Yesterday github was at least partially inaccessible due to a DDOS attack.
And there were some interesting tweets appearing. I just show a few that appeared at the top of my twitter search results. But there were many many more.
Perhaps the most hard hitting of them all
There is clearly a mismatch between perceived expectation of DVCS workflows
and our actual experiences. I did start wondering, was it our expectations
that were inflated, or were we (as a community) not using git correctly.
Frankly all the work a developer does by himself/herself is not affected.
One can continue to commit, branch, merge etc. at will. What is impacted is
the collaboration with other developers. So the "D" in the "DVCS" has at
least partially lived up to its promise. Since each developer can still do
a lot of work even as he/she is distributed.
The event allows us to reflect on whether we could use git a bit differently,
and perhaps suggest some opportunities for improvement. However, I think
the major issue is perhaps our expectation of the D in DVCS is
inflated. Some of the reasons are related to the state of technology. Some
others are inherent in the workflow. Here's why
- A truly distributed (federated) workflow may not require github at all.
However it will require all repositories to be able to communicate with
each other in a peer to peer fashion. That would mean it would require
us to open up our development workstations to be accessible to other
development workstations either directly or via some protocol like
bittorrent. Is it really practical in the age of don't expose your
development machine, private IP addresses, proxy servers, firewalls etc.?

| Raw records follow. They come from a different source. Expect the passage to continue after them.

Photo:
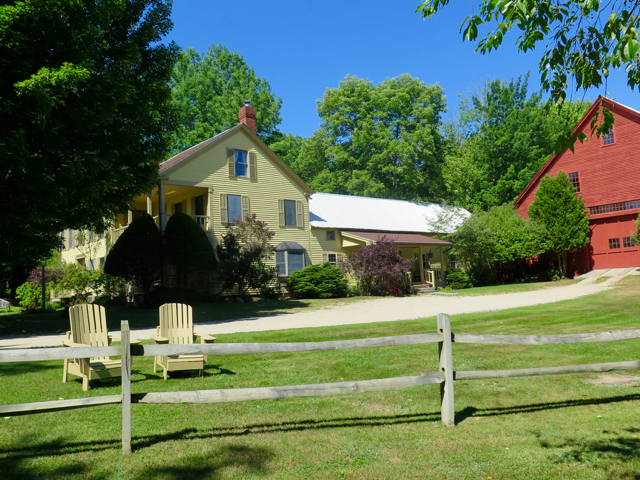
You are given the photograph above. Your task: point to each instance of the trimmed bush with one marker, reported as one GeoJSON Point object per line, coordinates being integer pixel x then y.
{"type": "Point", "coordinates": [318, 281]}
{"type": "Point", "coordinates": [187, 247]}
{"type": "Point", "coordinates": [137, 255]}
{"type": "Point", "coordinates": [459, 279]}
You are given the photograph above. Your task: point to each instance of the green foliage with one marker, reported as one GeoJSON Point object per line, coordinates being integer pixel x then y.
{"type": "Point", "coordinates": [458, 279]}
{"type": "Point", "coordinates": [564, 216]}
{"type": "Point", "coordinates": [377, 140]}
{"type": "Point", "coordinates": [318, 281]}
{"type": "Point", "coordinates": [187, 247]}
{"type": "Point", "coordinates": [137, 255]}
{"type": "Point", "coordinates": [488, 243]}
{"type": "Point", "coordinates": [85, 99]}
{"type": "Point", "coordinates": [209, 88]}
{"type": "Point", "coordinates": [500, 141]}
{"type": "Point", "coordinates": [30, 295]}
{"type": "Point", "coordinates": [243, 254]}
{"type": "Point", "coordinates": [582, 41]}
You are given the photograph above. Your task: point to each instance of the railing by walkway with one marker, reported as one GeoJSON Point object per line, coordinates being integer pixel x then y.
{"type": "Point", "coordinates": [445, 377]}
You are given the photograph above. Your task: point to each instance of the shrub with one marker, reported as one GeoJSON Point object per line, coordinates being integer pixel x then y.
{"type": "Point", "coordinates": [243, 254]}
{"type": "Point", "coordinates": [30, 295]}
{"type": "Point", "coordinates": [378, 265]}
{"type": "Point", "coordinates": [318, 281]}
{"type": "Point", "coordinates": [187, 247]}
{"type": "Point", "coordinates": [459, 279]}
{"type": "Point", "coordinates": [137, 255]}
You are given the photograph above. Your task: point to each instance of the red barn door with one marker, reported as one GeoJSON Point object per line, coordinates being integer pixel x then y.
{"type": "Point", "coordinates": [610, 242]}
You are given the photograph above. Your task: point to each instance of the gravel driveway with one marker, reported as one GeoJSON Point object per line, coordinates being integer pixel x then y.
{"type": "Point", "coordinates": [385, 309]}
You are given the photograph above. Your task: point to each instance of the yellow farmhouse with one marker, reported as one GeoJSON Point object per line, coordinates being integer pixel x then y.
{"type": "Point", "coordinates": [235, 173]}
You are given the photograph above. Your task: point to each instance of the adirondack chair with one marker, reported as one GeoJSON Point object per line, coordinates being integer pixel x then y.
{"type": "Point", "coordinates": [89, 329]}
{"type": "Point", "coordinates": [176, 327]}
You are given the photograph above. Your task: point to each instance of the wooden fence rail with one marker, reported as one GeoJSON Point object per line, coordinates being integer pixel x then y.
{"type": "Point", "coordinates": [445, 377]}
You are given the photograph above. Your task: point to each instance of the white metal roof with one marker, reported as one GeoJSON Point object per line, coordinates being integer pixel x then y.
{"type": "Point", "coordinates": [329, 210]}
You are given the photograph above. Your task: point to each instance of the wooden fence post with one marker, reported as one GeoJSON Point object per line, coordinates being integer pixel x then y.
{"type": "Point", "coordinates": [126, 387]}
{"type": "Point", "coordinates": [446, 366]}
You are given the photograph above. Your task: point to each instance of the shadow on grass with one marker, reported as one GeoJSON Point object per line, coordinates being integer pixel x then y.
{"type": "Point", "coordinates": [469, 412]}
{"type": "Point", "coordinates": [28, 449]}
{"type": "Point", "coordinates": [249, 461]}
{"type": "Point", "coordinates": [26, 368]}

I suspect not. We are not yet ready for a peer to peer communication
over the internet between our development nodes. To the extent that
developer nodes can communicate with each other, some amount of
collaboration remains feasible even if the central github/origin repo
goes down.
- Assuming these nodes can communicate with each other, we don't ship
different versions of software from different development nodes. We
typically have a reference version that is ready to test, ship etc.

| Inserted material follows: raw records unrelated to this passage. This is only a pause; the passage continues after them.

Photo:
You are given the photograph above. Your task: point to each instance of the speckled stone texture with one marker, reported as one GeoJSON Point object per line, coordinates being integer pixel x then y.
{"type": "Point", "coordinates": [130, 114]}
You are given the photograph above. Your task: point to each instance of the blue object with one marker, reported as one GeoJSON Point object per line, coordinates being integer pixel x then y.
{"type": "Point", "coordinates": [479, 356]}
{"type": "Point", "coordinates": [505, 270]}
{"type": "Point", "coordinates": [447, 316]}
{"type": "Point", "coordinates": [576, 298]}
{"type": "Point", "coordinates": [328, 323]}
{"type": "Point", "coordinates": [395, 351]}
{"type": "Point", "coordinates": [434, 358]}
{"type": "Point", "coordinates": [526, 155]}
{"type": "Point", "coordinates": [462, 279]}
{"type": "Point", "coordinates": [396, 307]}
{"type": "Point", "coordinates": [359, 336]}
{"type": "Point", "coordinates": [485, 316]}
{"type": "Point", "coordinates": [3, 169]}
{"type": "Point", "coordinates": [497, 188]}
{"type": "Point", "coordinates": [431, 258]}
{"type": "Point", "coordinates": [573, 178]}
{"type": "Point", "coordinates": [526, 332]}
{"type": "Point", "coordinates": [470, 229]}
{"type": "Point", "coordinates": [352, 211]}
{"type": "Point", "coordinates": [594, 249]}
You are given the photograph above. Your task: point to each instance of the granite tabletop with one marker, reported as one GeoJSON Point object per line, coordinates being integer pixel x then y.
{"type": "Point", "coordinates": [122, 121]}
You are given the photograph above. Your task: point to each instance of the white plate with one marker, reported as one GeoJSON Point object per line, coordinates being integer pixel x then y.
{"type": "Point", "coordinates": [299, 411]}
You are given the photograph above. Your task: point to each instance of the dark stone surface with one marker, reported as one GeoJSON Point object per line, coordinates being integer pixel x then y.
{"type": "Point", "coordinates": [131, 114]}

We need to be able to point to a branch or a tag and say thats the
current state of my software under development. Granted that in this
model, the reference node may not be able to reflect the current state
of software development in realtime. In the sense, some changes and
commits on the development nodes still haven't made it to the reference
node (often called the origin). But the organisation as a whole treats
the development nodes as work in progress and the origin as the current
state of (partially) completed work. If we work in a fully federated
model where will we have the reference version? If we annoint one
dev node as the reference node - then that node is in effect the
equivalent of github, and should that node be inaccessible, many
collaborative activities will stop. And if we do not annoint one
particular node as the first amongst equals, there are things we need
to figure out from an overall business perspective, how to make sense
out of a bunch of disparate nodes, and compute the current state of
software as a function of all the collective development nodes.
- While I cannot readily imagine a good solution to the issue I just
described, let us imagine, we did find a good solution. We would have
an issue of different views of history. Different developers would
see history differently. They would see the software being developed
with a differently ordered commits. Plus given n-to-n communication,
the complexity of doing rebases and merges would shoot up drastically.
Are we sure we have understood what kind of complexity it would
require us to deal with even if the technology to do so was feasible?
I suspect not.
An analogous situation would be where sales staff synced up their notebooks
with a central database in the morning, and went off to do their tasks
independently during the day in remote areas without any connectivity,
came back in the evening and synced up their notebooks once again with the
central database. This is a similar scenario to how we use git. Clearly,
issues such as resolving conflicts would remain, yet the offline model
allows the sales staff to do "most" of their work except for the
coordination that might be required but not feasible due to lack of
connectivity.
Is there a way to use git better than how we've been using it so far?
Perhaps yes. Perhaps we could have multiple central databases (using the
analogy above) in a master slave model or multi master model. Now I dont
think we have the ready technology with DVCS to use the multi master model
where different masters can readily synchronise with each other without any
manual intervention (I could be wrong, but I make that assumption). In
which case a master slave model would work better. So perhaps we could
have a master/slave arrangement between multiple "origins". And the master
would near instantaneously push changes out to the slaves. These would
be hosted by different git providers. And if the master was to be not
accessible, we could always promote another slave to become the master,
and have the original master re-join the cluster as a slave when it is
back online. This might require a bit of tooling but does not seem like
a very difficult task.
Perhaps, I haven't fully imagined how people would be doing it "right"
when they design their workflows in a manner a github downtime does not
impact them at all. And would be keen to learn or get answers. But at
least for the moment, I think we need to temper our expectations. Based
on the real constraints. It does not mean distributed VCS has failed,
but instead has lived up to promises that it reasonably could. And the
rest was just us letting our expectations go a little further.